Editorial par Maurice Ulrich
La vie en miettes
Entrer dans le monde merveilleux de la grande distribution serait une chance. C’est fou ce que tous ces groupes, qu’ils s’appellent Auchan, Carrefour, Pinault-Printemps-Redoute ou autres, offrent d’opportunités, permettent l’épanouissement des talents ! Pas un qui ne fasse, sur son site Internet, témoigner un chef de rayon, une opératrice de caisse qui raconte comment, là, il ou elle a rencontré, en somme,
la vraie vie… « Être étudiant et s’assumer financièrement », affirme un de ces groupes qui offrent des contrats de huit ou vingt heures hebdo. De quoi se payer, au choix, un lit de camp ou une demi-chambre. Tous mènent une action déterminée et sans faille pour le développement durable, tous luttent contre la vie chère, font du mécénat, animent des fondations…
S’ils ouvrent le dimanche, c’est uniquement pour répondre aux attentes des consommateurs. S’ils emploient à temps partiel tant de salariés, et d’abord des femmes (37 % en moyenne, 70 % dans le hard discount), c’est au nom de la souplesse que cela leur apporte dans leur vie de famille. S’ils ne les payent pas davantage, ce doit être au nom de la lutte contre la vie chère, ou contre l’inflation…

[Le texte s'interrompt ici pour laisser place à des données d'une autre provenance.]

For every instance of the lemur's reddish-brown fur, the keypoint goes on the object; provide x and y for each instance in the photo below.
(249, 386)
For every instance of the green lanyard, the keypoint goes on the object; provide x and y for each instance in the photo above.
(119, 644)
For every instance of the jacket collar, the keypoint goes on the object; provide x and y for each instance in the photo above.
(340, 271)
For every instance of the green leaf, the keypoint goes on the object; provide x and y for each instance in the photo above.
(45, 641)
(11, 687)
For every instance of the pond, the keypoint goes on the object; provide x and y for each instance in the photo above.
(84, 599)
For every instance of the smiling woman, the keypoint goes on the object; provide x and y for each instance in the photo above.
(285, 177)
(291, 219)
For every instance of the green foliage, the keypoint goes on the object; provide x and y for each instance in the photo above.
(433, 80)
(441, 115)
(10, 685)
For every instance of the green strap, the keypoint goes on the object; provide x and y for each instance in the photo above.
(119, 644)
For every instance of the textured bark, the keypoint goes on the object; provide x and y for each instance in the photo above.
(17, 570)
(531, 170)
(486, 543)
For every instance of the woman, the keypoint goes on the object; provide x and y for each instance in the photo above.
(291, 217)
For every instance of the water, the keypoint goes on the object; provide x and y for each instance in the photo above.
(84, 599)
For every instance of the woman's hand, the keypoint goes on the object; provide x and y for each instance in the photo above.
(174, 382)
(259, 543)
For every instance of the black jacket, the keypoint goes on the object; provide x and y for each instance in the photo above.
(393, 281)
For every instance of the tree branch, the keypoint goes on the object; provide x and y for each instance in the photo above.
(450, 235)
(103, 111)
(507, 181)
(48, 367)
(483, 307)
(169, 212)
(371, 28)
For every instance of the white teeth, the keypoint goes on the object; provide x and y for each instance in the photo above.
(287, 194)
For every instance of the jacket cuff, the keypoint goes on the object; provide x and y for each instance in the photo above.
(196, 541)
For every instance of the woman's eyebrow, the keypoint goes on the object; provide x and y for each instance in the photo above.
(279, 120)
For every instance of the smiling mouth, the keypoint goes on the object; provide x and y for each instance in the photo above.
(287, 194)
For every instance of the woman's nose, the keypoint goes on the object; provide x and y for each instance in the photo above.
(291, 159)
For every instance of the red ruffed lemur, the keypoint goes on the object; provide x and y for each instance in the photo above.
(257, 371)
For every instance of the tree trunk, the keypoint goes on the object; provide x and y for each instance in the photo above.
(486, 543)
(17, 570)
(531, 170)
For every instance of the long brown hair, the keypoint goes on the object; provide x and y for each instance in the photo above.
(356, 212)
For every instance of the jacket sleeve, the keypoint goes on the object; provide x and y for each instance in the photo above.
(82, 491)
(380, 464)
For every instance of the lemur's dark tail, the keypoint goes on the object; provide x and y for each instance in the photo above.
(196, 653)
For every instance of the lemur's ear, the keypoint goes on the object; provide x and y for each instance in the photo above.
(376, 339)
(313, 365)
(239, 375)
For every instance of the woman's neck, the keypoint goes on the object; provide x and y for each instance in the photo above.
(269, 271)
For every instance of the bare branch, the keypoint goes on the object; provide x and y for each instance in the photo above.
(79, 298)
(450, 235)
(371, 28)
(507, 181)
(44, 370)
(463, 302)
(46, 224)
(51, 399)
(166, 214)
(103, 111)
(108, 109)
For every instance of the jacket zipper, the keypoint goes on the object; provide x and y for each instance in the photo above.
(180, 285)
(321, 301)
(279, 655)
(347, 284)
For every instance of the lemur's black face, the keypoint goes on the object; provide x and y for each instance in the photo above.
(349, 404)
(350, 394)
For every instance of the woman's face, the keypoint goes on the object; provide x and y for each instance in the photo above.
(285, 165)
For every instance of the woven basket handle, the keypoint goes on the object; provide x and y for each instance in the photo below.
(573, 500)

Pourtant rien ne va plus. La grève d’aujourd’hui concerne plus de 600 000 employés dans 26 000 points de vente, 5 600 supermarchés et 1 400 hypers. Cesseront-ils tous le travail ? Sans doute pas. Car en interne le langage n’est plus celui de la com : pressions de tous ordres et flicage ont redoublé ces derniers jours dans ce secteur où il est rare que des salariés relèvent la tête que la précarité fragilise. La grève va pourtant être massive. Pour la première fois, les trois syndicats du secteur ont lancé un appel commun à cesser le travail.
Depuis la mi-novembre, les pompes à carte bleue tournent à plein régime. Horaires allongés, ouverture le dimanche. Les fêtes, puis les soldes, aussitôt. Dans tel très grand magasin parisien les salariés apprennent deux jours avant, à peine, qu’ils travailleront le dimanche qui vient. Le ministre du Travail assure que si le travail du dimanche était généralisé, les salariés auraient un droit au refus. Quelle blague !
Travailler plus, toujours plus, ça c’est clair. Gagner plus, c’est non… L’annualisation du temps de travail autorise à des surcharges de travail à certaines périodes, compensées par une moindre activité à d’autres. La souplesse des horaires autorise à atomiser la vie des salariés avec des journées coupées en deux. Des heures passées hors de chez soi, sans que l’on puisse se reposer, sans rien faire d’autre qu’attendre la reprise dans une autre tranche horaire. C’est la vie en miettes pour moins que le SMIC. Au mois de décembre, en divers points du pays, les salariés de plusieurs grandes surfaces ont commencé à bouger, dans les Carrefour, les Conforama, dans plusieurs grands centres commerciaux comme à Aubagne, ou chez Lidl, où des actions communes ont rassemblé des salariés français et allemands.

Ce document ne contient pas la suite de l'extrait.